Habrá quien diga que las mujeres también somos machistas y racistas, habrá quien diga incluso aquello de "la culpa es de las mujeres, que crían machistas" (y por ende también racistas, homófobas, etc.). Es obvio que el problema del patriarcado no es una cuestión de mujeres, sino de hombres... de hecho es un problema de hombres que sufrimos las mujeres. Aun cuando haya mujeres tan convencidas de su inferioridad que apoyen el machismo, la realidad es que el machismo lo generan ellos y lo cargamos nosotras. Con el racismo, con la orientación sexual, con la discapacidad ocurre lo mismo. Las mujeres estamos criadas en la aceptación, en los cuidados, en la empatía, en el darlo todo por los demás incluso por encima de nosotras mismas. Con nuestro correspondiente castigo social cuando no somos así. Por supuesto que hay mujeres despreciables, nazis, racistas, que se ensañan con las vulnerables, con los diferentes... pero para hacer un análisis correcto de la sociedad donde una vive, hay que buscar y observar la tendencia, no lo anecdótico.

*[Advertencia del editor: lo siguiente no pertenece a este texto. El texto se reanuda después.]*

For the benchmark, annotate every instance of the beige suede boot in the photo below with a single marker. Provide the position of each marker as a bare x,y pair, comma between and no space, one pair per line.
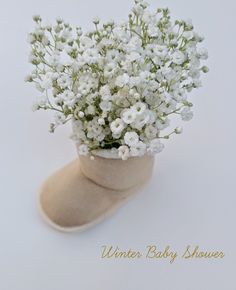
86,191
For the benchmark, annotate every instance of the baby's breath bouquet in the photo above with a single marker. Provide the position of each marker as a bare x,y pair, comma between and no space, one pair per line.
119,83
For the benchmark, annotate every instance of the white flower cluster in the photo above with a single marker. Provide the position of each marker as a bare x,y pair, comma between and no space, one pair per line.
119,83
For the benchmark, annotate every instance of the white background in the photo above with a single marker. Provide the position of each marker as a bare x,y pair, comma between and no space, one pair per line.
190,200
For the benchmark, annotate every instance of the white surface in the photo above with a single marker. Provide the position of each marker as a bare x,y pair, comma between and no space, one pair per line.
190,200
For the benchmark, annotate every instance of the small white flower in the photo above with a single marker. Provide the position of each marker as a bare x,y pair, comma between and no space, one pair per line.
128,116
122,80
123,152
105,106
139,108
83,149
131,138
141,121
178,57
150,132
117,126
186,114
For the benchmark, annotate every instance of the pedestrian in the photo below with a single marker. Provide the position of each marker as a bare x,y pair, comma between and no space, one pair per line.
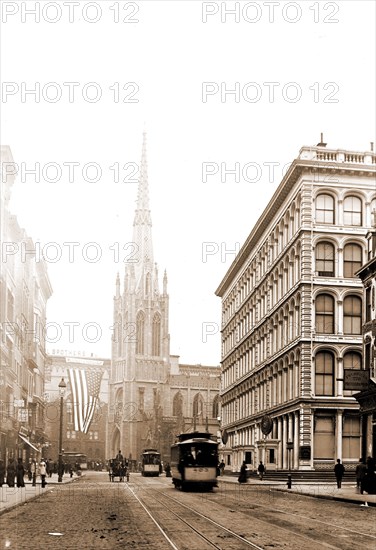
360,472
20,473
2,473
11,473
339,471
261,470
33,469
43,473
243,473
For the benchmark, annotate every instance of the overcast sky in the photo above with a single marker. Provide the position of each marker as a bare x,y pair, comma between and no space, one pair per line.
104,71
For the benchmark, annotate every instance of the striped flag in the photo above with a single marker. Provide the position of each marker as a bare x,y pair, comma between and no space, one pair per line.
85,386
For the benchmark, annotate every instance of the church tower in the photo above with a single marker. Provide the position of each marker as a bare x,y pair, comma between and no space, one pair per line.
140,365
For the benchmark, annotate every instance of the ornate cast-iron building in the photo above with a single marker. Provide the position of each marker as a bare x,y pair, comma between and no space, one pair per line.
367,396
292,318
24,291
92,443
152,397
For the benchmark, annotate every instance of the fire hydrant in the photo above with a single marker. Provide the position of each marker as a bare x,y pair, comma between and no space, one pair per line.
289,481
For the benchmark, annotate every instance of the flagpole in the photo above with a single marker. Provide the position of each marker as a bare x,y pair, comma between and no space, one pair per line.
62,386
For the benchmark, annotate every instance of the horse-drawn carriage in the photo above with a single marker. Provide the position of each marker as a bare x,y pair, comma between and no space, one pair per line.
118,468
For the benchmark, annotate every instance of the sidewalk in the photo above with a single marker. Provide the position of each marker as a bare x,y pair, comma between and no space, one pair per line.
347,493
14,496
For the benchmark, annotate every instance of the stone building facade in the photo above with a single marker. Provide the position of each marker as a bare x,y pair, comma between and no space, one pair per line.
152,397
366,397
24,291
93,442
291,318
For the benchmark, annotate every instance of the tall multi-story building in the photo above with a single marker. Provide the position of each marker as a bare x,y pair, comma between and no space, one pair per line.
92,441
24,291
366,379
292,317
152,397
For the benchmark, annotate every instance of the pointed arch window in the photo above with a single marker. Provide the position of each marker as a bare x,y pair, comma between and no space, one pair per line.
156,335
325,259
140,336
148,284
324,209
324,373
325,314
352,259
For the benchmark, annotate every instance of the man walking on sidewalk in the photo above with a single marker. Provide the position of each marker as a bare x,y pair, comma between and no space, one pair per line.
339,471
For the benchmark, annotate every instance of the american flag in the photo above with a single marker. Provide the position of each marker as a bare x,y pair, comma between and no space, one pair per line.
85,385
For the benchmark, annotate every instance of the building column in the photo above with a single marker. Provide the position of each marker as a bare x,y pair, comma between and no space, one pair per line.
280,443
340,262
340,377
296,441
339,430
339,317
284,443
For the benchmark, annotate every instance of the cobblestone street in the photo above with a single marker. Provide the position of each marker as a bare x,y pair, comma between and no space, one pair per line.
82,515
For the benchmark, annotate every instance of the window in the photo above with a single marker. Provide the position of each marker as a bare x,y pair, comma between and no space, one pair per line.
352,360
325,314
156,336
324,373
352,315
352,259
325,259
352,211
140,333
177,405
215,412
324,209
324,438
351,437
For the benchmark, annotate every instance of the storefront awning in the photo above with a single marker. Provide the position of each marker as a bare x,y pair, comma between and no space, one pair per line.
28,442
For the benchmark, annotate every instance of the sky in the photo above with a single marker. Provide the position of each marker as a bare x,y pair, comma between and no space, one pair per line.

La realidad es que vivimos en un mundo donde en un mismo estadio de fútbol, por ejemplo, el Bernabéu, un domingo se pueden gritar los insultos más macabros y crueles (por hablar sólo de violencia verbal) si hay partido de fútbol, o se pueden celebrar dos conciertos consecutivos de Taylor Swift con una aplastante mayoría de mujeres sin incidentes, sin peleas, sin insultos ni intentos de hacer que la diferente o la vulnerable acabe herida, llorando o huyendo. Dos días de horas y horas de masificación absoluta con cero violencia y cero agresividad... aun cuando hubo prensa que usó palabras como "delirio colectivo" o "histeria" para hablar de las swifties. Curiosa histeria y delirio el de las mujeres, que siempre se saldan con cero incidentes, mucha diversión y horas de baile.
En el fútbol, la audiencia femenina también ha demostrado ser diametralmente opuesta a la masculina. No solo apoyamos a las jugadoras dentro del campo, sino fuera de él. ¡Y de qué manera! Sin embargo, ayer mismo, sin ir más lejos, dos jugadoras de fútbol (una de ellas la propia Jenni Hermoso) fueron insultadas, vejadas y humilladas por hombres. Mismo modus operandi: desmoralizar al diferente y apuntalarse a uno mismo en lo alto de la pirámide.
Nada de todo lo nombrado aquí es casualidad ni es cherry picking, es la norma y es la tendencia: el problema se llama masculinidad. Y mientras no nos centremos en abolirla, nada cambiará. Porque no, el fútbol no "es así". Así son los hombres.